Puis il a dit : « J’avoue ouvertement que le roi Mohammed V » Sultan du Maroc « m’ a fait croire que la Mauritanie était l’une des provinces du Maroc, et le colonialisme français l’a annexée au lendemain de l’indépendance du Maroc. Il a ajouté comme pour justifier sa thése , qu’il a  entendu dire qu’il y avait des Mauritaniens parmi eux un Emir , et un groupe de notables  qui ont confirmé  ce que le roi du Maroc lui a dit. « Maintenant, je dois revenir à la bonne raison , après avoir su que j’avais tort, pour reconnaitre  l’indépendance de votre pays ».

Et Mokhtar de continuer : Le 16 juillet 1964, j’ai voyagé plein d’émotions fortes, Gamal m’a accueilli au Caire. Il admet: «Me voici au Caire de Gamal Abdel Nasser pour la première fois, mon  cœur battantde  joie  et plein  de patriotisme. Plein aussi, d’anticolonialisme et d’impérialisme qui essaie de broyer les Arabes et les Africains ..

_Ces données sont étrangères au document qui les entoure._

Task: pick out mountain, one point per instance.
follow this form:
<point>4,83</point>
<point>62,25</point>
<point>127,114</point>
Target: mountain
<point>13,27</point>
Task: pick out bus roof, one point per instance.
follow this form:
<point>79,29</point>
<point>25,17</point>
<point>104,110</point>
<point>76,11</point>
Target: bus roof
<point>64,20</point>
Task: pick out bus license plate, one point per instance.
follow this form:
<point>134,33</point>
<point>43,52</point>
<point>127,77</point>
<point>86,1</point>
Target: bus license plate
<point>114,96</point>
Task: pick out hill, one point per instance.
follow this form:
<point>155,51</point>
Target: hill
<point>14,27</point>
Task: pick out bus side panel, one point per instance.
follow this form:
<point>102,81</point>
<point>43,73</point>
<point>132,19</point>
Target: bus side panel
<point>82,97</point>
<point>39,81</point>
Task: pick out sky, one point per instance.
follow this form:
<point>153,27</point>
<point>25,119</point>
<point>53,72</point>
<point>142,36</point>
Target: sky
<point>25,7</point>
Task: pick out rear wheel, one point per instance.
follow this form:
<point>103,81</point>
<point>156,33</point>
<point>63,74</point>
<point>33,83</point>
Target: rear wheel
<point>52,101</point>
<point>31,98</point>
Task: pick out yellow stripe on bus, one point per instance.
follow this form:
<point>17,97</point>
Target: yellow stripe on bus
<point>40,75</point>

Ha Je suis un invité pour lui,et traité , dans les mêmes circonstances, et au même rang que le reste des présidents africains. Ce sont des moments inoubliables… Mes rencontres se sont poursuivies avec lui au moins une fois par an. »

C’est dans ce contexte, que Abdel Nasser  a répondu à la détresse de « l’intervention pour protéger l’identité arabe de la Mauritanie ».

Il  a créé  le Centre culturel égyptien à « Nouakchott », qui, selon  Khaled Gharib,  a été ouvert par « Ould Daddah » le 6 février, ce jour-là en 1964.